It took some time, but finally, the Federal Department of Transportation issued a regulatory ruling that banned texting while driving in most commercial motor vehicles.
Dialing Cell Phone, 5.9 times more likely to have a crash
Use/reach for an electronic device, 6.7 times as likely
Texting, 23.2 times as likely.
Those are some sobering statistics.
A new factor
A ruling out of California plays into the mix in an interesting way. Although the case involved looking at information on a cell phone subsequent to a drug arrest, the courts held that police could search a cell phone without a warrant as part of their investigation. This means that at the scene of an accident, officers may pull up recent cell phone activity to see if the driver involved was texting.
States are still working out the law. A ruling in Ohio found just the opposite, and in that state, a warrant is required.
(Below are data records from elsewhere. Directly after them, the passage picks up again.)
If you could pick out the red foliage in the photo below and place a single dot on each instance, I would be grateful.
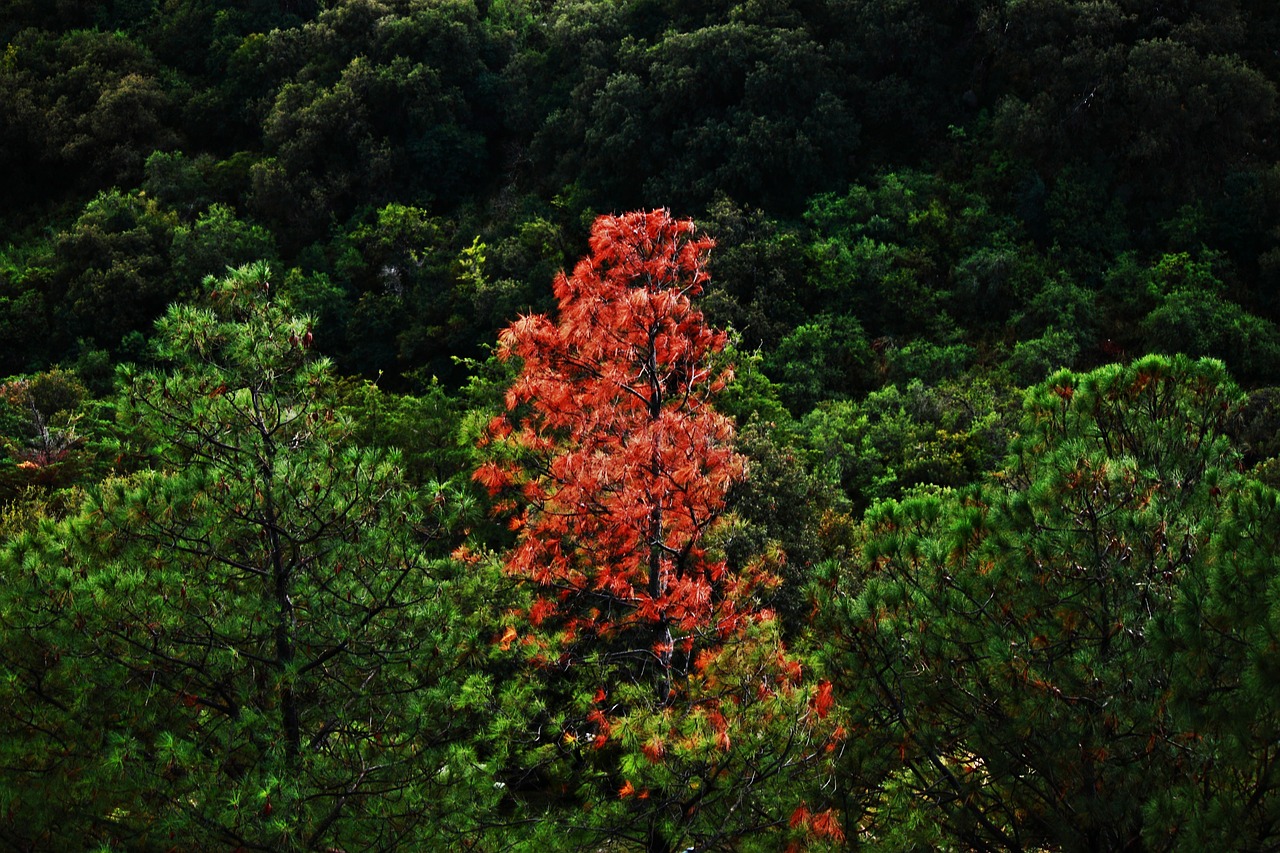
(613, 454)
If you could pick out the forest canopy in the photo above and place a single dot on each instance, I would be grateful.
(632, 424)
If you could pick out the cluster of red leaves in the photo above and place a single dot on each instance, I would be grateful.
(824, 825)
(616, 464)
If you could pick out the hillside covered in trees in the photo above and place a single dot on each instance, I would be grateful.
(632, 424)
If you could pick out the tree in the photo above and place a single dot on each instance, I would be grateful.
(671, 701)
(1063, 657)
(251, 642)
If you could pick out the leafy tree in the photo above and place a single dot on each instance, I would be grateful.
(671, 694)
(83, 110)
(252, 642)
(1052, 658)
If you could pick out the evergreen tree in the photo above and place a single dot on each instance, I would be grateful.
(252, 643)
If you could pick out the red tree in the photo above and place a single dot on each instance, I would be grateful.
(616, 468)
(624, 464)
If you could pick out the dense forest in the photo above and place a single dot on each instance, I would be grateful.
(639, 425)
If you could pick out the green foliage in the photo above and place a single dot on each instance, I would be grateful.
(243, 643)
(1059, 615)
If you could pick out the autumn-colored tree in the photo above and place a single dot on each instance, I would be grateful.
(615, 468)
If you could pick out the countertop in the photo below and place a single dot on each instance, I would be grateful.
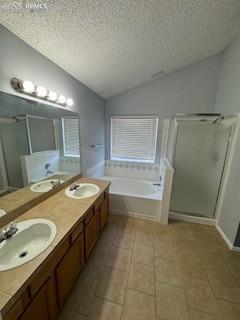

Attorneys who are establishing the facts of a truck vs. car collision for their client will often subpoena cell phone records. They do this to find out if a truck driver may have been driving distracted – a situation that may have contributed to an accident. With the police able to do this on scene however, the case is made that much stronger by having their independent testimony on record in the police report. This may also be used to establish penalties against truck drivers under the DOT regulations.
Of course, for professional truck drivers, there are many more distractions than cell phones alone. As noted in the VTTI study, merely reaching for an electronic device can dramatically increase the chances of having an accident. Modern truck cabs may have a CB-radio, radar detector, laptop computer, GPS display, electronic manifest or log, and other devices – all or any of which can impair driving.
More accidents and more deadly accidents
Distracted driving not only increases the numbers of accidents, but increases the likelihood that an accident will be serious. Data shows that 20% of injury crashes involved distracted driving – and these are only the ones reported. The assumption is that many go unreported.
The reason is simple. When you are attentive, you can take some action – braking or swerving – to lessen the damage. But with distracted driving, the responsible party is often unaware an accident is about to happen. Quite often, these accidents involve ramming into the back of a stopped vehicle at full speed or drifting into the wrong lane. The mental or cognitive impairment is akin to falling asleep at the wheel – much worse even than someone who is driving slightly drunk. Their reactions will be slowed, but the distracted driver can completely zone out, allowing the truck to move along on autopilot.